My mom came over recently to help me clean out some closets and organize a spare bedroom. She opened up a closet while I was in another room and discovered one of my ancient treasures.
“Hey, where’d this TV come from?” she asked me through a wall.
I went into the bedroom and looked at what she had found on a shelf.
“Oh, yeah. That. I won it in a drawing several years ago,” I said.
“I didn’t know you ever had anything like this,” she replied.
“I’ve had it for twelve years.”
(When I say something like that, it usually has the effect of ending a conversation, because I’m notorious for being able to tell someone the exact date they told me my earrings didn’t match my shirt, or something else equally insignificant.)
The television was a very small, portable, black-and-white battery (or adapter) operated gadget with one antenna and–but wait, there’s more–a radio receiver. I won it in a door prize drawing at a required, mandatory staff meeting at work and immediately made the joke that I’d use it the next time we had a tornado. Everyone laughed, because in Arkansas, that possibility is always just around the corner. The “big switch” to all-digital programming was still a few years away, so it was still operational.
“Have you ever used it?”
“Yeah, during the ice storm. Nothing else was working.”

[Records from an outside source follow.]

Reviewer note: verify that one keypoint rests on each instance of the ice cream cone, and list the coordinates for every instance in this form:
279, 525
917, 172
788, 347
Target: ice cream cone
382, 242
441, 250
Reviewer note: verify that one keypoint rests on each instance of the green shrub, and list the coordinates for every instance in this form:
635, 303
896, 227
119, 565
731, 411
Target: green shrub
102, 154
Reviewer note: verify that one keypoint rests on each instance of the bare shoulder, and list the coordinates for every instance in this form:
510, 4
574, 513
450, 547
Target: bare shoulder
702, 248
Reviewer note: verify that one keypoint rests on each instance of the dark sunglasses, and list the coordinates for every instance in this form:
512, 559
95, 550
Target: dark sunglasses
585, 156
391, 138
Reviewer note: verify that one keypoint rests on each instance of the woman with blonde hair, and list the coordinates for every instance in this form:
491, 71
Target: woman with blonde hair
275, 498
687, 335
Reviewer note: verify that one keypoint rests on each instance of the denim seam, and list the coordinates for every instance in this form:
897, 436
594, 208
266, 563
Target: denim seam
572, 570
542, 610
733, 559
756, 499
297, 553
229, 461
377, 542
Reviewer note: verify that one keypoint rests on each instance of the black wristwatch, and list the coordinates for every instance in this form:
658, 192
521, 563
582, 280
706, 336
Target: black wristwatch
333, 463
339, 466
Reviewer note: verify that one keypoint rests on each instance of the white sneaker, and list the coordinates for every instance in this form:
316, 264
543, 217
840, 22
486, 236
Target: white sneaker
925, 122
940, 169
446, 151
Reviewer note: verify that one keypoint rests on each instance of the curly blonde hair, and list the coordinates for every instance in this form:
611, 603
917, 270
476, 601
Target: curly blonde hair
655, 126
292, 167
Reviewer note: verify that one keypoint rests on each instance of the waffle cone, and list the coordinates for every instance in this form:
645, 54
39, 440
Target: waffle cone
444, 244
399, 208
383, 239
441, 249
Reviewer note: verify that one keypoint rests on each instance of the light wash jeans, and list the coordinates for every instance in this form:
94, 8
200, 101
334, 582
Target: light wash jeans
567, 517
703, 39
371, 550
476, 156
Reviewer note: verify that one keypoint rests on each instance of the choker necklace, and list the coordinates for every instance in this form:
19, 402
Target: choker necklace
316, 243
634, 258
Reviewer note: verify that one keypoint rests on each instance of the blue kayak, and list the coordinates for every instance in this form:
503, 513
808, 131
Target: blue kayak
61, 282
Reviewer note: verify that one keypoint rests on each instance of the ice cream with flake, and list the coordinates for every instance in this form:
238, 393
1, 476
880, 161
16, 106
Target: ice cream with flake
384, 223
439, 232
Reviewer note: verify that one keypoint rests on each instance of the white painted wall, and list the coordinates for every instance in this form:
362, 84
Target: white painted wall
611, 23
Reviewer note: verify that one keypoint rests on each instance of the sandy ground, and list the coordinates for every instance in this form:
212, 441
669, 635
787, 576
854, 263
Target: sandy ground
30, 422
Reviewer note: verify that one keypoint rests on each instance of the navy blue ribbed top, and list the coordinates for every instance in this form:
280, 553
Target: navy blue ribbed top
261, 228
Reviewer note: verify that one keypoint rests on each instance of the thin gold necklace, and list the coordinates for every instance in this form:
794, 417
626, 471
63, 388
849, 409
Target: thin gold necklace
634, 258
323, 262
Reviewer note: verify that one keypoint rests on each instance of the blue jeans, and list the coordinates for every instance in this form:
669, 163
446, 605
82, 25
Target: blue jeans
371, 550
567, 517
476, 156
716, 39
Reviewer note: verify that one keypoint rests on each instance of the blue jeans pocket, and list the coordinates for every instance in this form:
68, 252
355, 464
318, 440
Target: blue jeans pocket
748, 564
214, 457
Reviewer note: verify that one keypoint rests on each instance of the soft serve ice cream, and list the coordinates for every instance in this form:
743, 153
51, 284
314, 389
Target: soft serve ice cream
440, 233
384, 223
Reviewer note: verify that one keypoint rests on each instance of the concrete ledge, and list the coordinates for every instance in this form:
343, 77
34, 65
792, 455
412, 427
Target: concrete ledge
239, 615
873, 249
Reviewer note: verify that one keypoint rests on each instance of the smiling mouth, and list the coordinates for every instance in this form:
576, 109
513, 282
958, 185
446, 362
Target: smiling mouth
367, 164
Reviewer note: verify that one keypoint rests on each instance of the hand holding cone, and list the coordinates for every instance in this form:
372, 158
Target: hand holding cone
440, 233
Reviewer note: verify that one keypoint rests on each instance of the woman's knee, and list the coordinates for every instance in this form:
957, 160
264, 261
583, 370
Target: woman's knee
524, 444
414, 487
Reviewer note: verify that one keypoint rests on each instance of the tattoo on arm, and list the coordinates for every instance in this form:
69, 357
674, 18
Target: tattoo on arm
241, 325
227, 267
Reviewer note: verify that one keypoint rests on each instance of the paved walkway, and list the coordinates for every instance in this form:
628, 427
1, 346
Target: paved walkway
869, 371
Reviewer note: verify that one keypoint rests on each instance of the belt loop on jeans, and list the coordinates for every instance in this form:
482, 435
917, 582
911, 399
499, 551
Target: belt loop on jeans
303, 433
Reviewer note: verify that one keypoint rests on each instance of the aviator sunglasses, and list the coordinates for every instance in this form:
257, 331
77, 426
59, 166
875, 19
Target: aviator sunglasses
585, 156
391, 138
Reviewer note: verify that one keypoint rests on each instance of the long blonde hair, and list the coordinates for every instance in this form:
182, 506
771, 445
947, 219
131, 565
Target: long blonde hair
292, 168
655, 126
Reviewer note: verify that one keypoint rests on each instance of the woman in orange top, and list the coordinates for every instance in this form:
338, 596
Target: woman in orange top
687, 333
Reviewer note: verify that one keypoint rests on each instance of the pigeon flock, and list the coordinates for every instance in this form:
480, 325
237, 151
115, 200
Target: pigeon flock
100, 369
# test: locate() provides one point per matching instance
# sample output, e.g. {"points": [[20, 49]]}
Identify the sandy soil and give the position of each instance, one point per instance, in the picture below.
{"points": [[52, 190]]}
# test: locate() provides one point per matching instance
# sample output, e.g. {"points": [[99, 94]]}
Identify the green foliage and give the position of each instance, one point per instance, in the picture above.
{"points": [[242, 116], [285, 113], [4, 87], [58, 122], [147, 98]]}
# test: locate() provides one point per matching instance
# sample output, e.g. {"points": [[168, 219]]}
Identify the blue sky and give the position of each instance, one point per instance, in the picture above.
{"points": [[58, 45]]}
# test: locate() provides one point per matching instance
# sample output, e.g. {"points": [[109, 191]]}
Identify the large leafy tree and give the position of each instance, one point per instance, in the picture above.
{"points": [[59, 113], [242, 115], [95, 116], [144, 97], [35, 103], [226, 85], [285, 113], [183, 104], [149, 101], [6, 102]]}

See, based on past experiences, a tornado or a severe thunderstorm was the event most likely to knock out power in my little corner of the world. However, in 2009, just a few short months before all-digital programming would take over the airwaves, Arkansas was hit with a massive ice storm that knocked out power for weeks in some locations. I was lucky that mine came back on within twelve hours, but my new flat screen television didn’t have the capability to pick up a television signal over the air.
That was when I remembered the little portable television. I pulled it out of the closet, plugged it in, and became one of the few viewers of local television during the first week of the storm’s aftermath.
Nowadays, it’s a relic. I could use the radio if I wanted, but the television is useless unless I decide to buy a digital converter (I think), which isn’t exactly worth the trouble.
I guess I could just carry it around and pretend like it’s 1989 or something. Since we all carried portable televisions around like boom boxes back then…umm…yeah.